SMILE: systems metabolomics using interpretable learning and evolution

• Main Authors: Cuperlovic-Culf, M. (Author), Hu, T. (Author), Sha, C. (Author)
• Format: Article
• Language: English
• Published: BioMed Central Ltd 2021
• Subjects: algorithm; Algorithms; Alzheimer’s disease; Association reactions; biology; Biomedical research; Biomolecules; Computational Biology; Computational framework; Decision making; Decision-making mechanisms; Diagnosis; Disease development; Evolutionary algorithm; Evolutionary algorithms; Feature interaction; Graphical user interfaces; High throughput studies; Interpretable machine learning; Learning and evolution; machine learning; Machine learning; Machine Learning; Machine learning methods; Machine learning models; Metabolism; Metabolites; metabolomics; Metabolomics; Predictive analytics
• Online Access: View Fulltext in Publisher

 Background: Direct link between metabolism and cell and organism phenotype in health and disease makes metabolomics, a high throughput study of small molecular metabolites, an essential methodology for understanding and diagnosing disease development and progression.
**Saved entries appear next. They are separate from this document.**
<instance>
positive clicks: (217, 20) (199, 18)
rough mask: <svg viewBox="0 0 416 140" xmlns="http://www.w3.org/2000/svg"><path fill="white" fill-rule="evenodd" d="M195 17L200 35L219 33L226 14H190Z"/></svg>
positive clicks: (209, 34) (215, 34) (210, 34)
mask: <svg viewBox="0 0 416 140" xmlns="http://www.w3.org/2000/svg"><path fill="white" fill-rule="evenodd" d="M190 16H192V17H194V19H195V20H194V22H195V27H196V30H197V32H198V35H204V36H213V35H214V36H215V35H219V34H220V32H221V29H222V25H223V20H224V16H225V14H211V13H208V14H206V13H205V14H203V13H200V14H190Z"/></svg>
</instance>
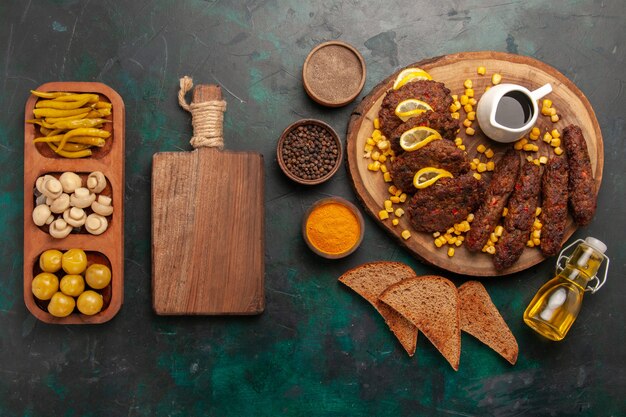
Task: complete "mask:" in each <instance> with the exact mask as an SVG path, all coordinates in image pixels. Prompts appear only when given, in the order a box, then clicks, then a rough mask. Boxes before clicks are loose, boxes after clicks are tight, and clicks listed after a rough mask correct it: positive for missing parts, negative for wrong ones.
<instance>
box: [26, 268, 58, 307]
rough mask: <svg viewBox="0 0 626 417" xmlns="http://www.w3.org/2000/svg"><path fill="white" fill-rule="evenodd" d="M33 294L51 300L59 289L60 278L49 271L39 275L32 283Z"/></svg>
mask: <svg viewBox="0 0 626 417" xmlns="http://www.w3.org/2000/svg"><path fill="white" fill-rule="evenodd" d="M31 290H32V291H33V295H34V296H35V297H37V298H38V299H40V300H49V299H50V298H52V295H53V294H54V293H55V292H57V291H58V290H59V279H58V278H57V276H56V275H54V274H51V273H49V272H42V273H41V274H39V275H37V276H36V277H35V278H34V279H33V282H32V283H31Z"/></svg>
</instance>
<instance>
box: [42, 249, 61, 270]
mask: <svg viewBox="0 0 626 417" xmlns="http://www.w3.org/2000/svg"><path fill="white" fill-rule="evenodd" d="M62 256H63V254H62V253H61V251H58V250H56V249H49V250H47V251H45V252H44V253H42V254H41V255H40V256H39V267H40V268H41V270H42V271H44V272H53V273H54V272H57V271H58V270H59V269H61V257H62Z"/></svg>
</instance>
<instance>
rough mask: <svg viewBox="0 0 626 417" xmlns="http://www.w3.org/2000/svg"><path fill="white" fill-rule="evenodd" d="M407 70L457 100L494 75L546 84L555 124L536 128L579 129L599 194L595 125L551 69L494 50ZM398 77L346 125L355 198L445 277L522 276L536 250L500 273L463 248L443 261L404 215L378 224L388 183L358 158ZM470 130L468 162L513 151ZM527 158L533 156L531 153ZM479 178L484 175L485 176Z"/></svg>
mask: <svg viewBox="0 0 626 417" xmlns="http://www.w3.org/2000/svg"><path fill="white" fill-rule="evenodd" d="M479 66H484V67H486V68H487V75H484V76H480V75H478V74H477V73H476V69H477V68H478V67H479ZM407 67H419V68H422V69H424V70H426V71H427V72H429V73H430V75H431V76H432V77H433V79H434V80H435V81H439V82H443V83H445V85H446V87H447V88H449V89H450V90H451V94H459V96H460V95H461V94H463V91H464V87H463V82H464V81H465V80H466V79H468V78H469V79H471V80H472V81H473V84H474V87H473V88H474V91H475V94H476V99H477V100H479V99H480V97H481V96H482V94H483V92H484V89H485V87H486V86H487V85H491V75H492V74H493V73H495V72H497V73H499V74H501V75H502V82H503V83H514V84H520V85H523V86H525V87H527V88H528V89H529V90H531V91H532V90H535V89H536V88H538V87H541V86H542V85H544V84H545V83H551V84H552V89H553V91H552V93H550V94H548V96H547V97H546V98H549V99H551V100H552V101H553V105H554V107H555V108H556V109H557V112H558V114H559V116H560V120H559V121H558V122H557V123H552V122H551V121H550V120H549V118H547V117H545V116H543V115H541V114H540V115H539V118H538V120H537V123H536V126H538V127H539V128H540V129H541V131H542V135H543V132H544V131H545V128H549V130H552V129H553V128H557V129H558V130H559V131H560V132H562V131H563V128H564V127H565V126H567V125H569V124H571V123H574V124H577V125H579V126H580V127H581V129H582V131H583V134H584V136H585V140H586V141H587V149H588V150H589V156H590V158H591V165H592V170H593V174H594V179H595V184H596V190H599V188H600V183H601V181H602V169H603V165H604V146H603V142H602V133H601V131H600V126H599V124H598V120H597V119H596V116H595V114H594V112H593V109H592V107H591V104H590V103H589V101H588V100H587V98H586V97H585V95H584V94H583V93H582V92H581V91H580V90H579V89H578V88H577V87H576V85H574V83H572V82H571V81H570V80H569V79H567V77H565V76H564V75H563V74H561V73H560V72H559V71H557V70H556V69H554V68H552V67H550V66H549V65H547V64H544V63H543V62H541V61H537V60H536V59H533V58H529V57H525V56H520V55H513V54H508V53H503V52H493V51H481V52H463V53H457V54H452V55H445V56H440V57H436V58H432V59H427V60H424V61H420V62H417V63H415V64H412V65H408V66H407ZM399 73H400V70H399V71H397V72H396V73H394V74H392V75H391V76H389V77H388V78H387V79H386V80H384V81H382V82H381V83H380V84H378V85H377V86H376V87H375V88H374V89H373V90H372V91H371V92H370V94H369V95H368V96H366V97H365V98H364V99H363V101H362V102H361V103H360V104H359V105H358V106H357V107H356V109H355V110H354V111H353V112H352V115H351V117H350V123H349V125H348V133H347V137H346V160H347V163H348V174H349V177H350V179H351V182H352V185H353V187H354V190H355V192H356V195H357V197H358V199H359V200H360V201H361V202H362V203H363V206H364V207H365V209H366V211H367V212H368V213H369V214H370V215H371V216H372V217H373V218H375V219H376V222H377V223H379V224H380V225H381V227H383V228H384V229H385V230H386V231H387V232H388V233H390V234H391V235H392V236H393V237H394V238H395V239H396V241H397V242H398V243H400V244H401V245H403V246H405V247H406V248H407V249H408V250H409V251H411V252H412V253H413V254H414V255H416V256H417V257H419V258H420V259H422V260H424V261H425V262H427V263H429V264H432V265H436V266H438V267H440V268H443V269H445V270H447V271H450V272H455V273H458V274H462V275H471V276H497V275H506V274H511V273H514V272H517V271H522V270H524V269H526V268H529V267H531V266H533V265H536V264H538V263H539V262H541V261H543V260H544V259H545V258H544V257H543V255H542V254H541V251H540V250H539V249H537V248H526V249H525V250H524V253H523V254H522V256H521V258H520V259H519V260H518V261H517V262H516V263H515V264H514V265H513V266H512V267H510V268H508V269H505V270H503V271H497V270H496V269H495V268H494V266H493V262H492V259H491V257H490V255H487V254H484V253H481V252H478V253H472V252H470V251H468V250H467V249H466V248H465V246H461V247H458V248H457V247H455V254H454V256H453V257H448V256H447V253H446V250H445V249H444V248H437V247H436V246H435V245H434V244H433V237H432V235H431V234H429V233H420V232H417V231H415V230H413V229H412V228H411V226H410V225H409V222H408V218H407V217H406V216H404V217H402V218H401V219H400V224H399V225H398V226H392V225H391V222H390V221H384V222H381V221H380V220H379V219H378V212H379V211H380V210H381V208H382V205H383V201H384V200H385V199H387V198H388V196H389V193H388V192H387V188H388V187H389V185H390V183H385V182H384V181H383V179H382V175H375V174H378V173H373V172H370V171H368V170H367V164H368V162H371V161H370V160H369V159H365V158H363V147H364V145H365V141H366V139H367V138H368V137H369V136H370V135H371V134H372V131H373V120H374V119H375V118H376V117H377V115H378V110H379V109H380V106H381V104H382V101H383V98H384V96H385V94H386V92H387V90H389V89H390V88H392V86H393V82H394V80H395V78H396V76H397V75H398V74H399ZM464 118H465V112H464V111H463V110H461V121H463V119H464ZM461 126H462V125H461ZM473 127H474V128H475V129H476V135H475V136H472V137H469V136H466V135H465V131H464V129H461V131H460V132H459V134H458V135H457V136H459V137H461V138H463V144H464V145H465V146H466V151H467V153H468V156H469V158H470V159H472V158H474V157H476V156H477V154H478V152H477V151H476V148H477V147H478V145H480V144H484V145H485V146H486V147H488V148H491V149H493V151H494V152H495V154H496V156H495V157H494V158H493V160H494V161H497V160H498V159H499V158H500V156H501V155H502V154H503V153H504V151H505V150H506V149H508V147H509V146H512V144H510V145H502V144H498V143H497V142H494V141H492V140H490V139H488V138H487V137H485V136H484V134H483V133H482V132H481V131H480V128H479V127H478V123H477V122H474V124H473ZM531 142H532V143H534V144H537V145H538V146H539V148H540V152H539V153H538V154H537V155H536V156H534V157H538V156H539V155H553V150H552V148H550V147H549V146H548V145H547V144H545V143H543V141H542V140H541V138H540V139H539V140H537V141H531ZM525 154H526V153H525ZM528 154H531V153H528ZM532 155H535V154H534V153H532ZM481 160H484V157H481ZM496 164H497V163H496ZM484 174H485V175H486V176H488V173H484ZM405 204H406V203H405ZM404 229H409V230H410V231H411V235H412V236H411V238H410V239H408V240H404V239H403V238H402V237H401V236H400V233H401V232H402V230H404ZM575 230H576V226H575V225H574V223H573V221H572V219H571V217H570V219H569V223H568V227H567V230H566V233H565V238H566V239H568V238H569V237H570V236H571V235H572V234H573V233H574V231H575Z"/></svg>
Machine learning methods have seen increasing adoptions in metabolomics thanks to their powerful prediction abilities. However, the “black-box” nature of many machine learning models remains a major challenge for wide acceptance and utility as it makes the interpretation of decision process difficult. This challenge is particularly predominant in biomedical research where understanding of the underlying decision making mechanism is essential for insuring safety and gaining new knowledge. Results: In this article, we proposed a novel computational framework, Systems Metabolomics using Interpretable Learning and Evolution (SMILE), for supervised metabolomics data analysis. Our methodology uses an evolutionary algorithm to learn interpretable predictive models and to identify the most influential metabolites and their interactions in association with disease. Moreover, we have developed a web application with a graphical user interface that can be used for easy analysis, interpretation and visualization of the results. Performance of the method and utilization of the web interface is shown using metabolomics data for Alzheimer’s disease. Conclusions: SMILE was able to identify several influential metabolites on AD and to provide interpretable predictive models that can be further used for a better understanding of the metabolic background of AD. SMILE addresses the emerging issue of interpretability and explainability in machine learning, and contributes to more transparent and powerful applications of machine learning in bioinformatics. © 2021, The Author(s).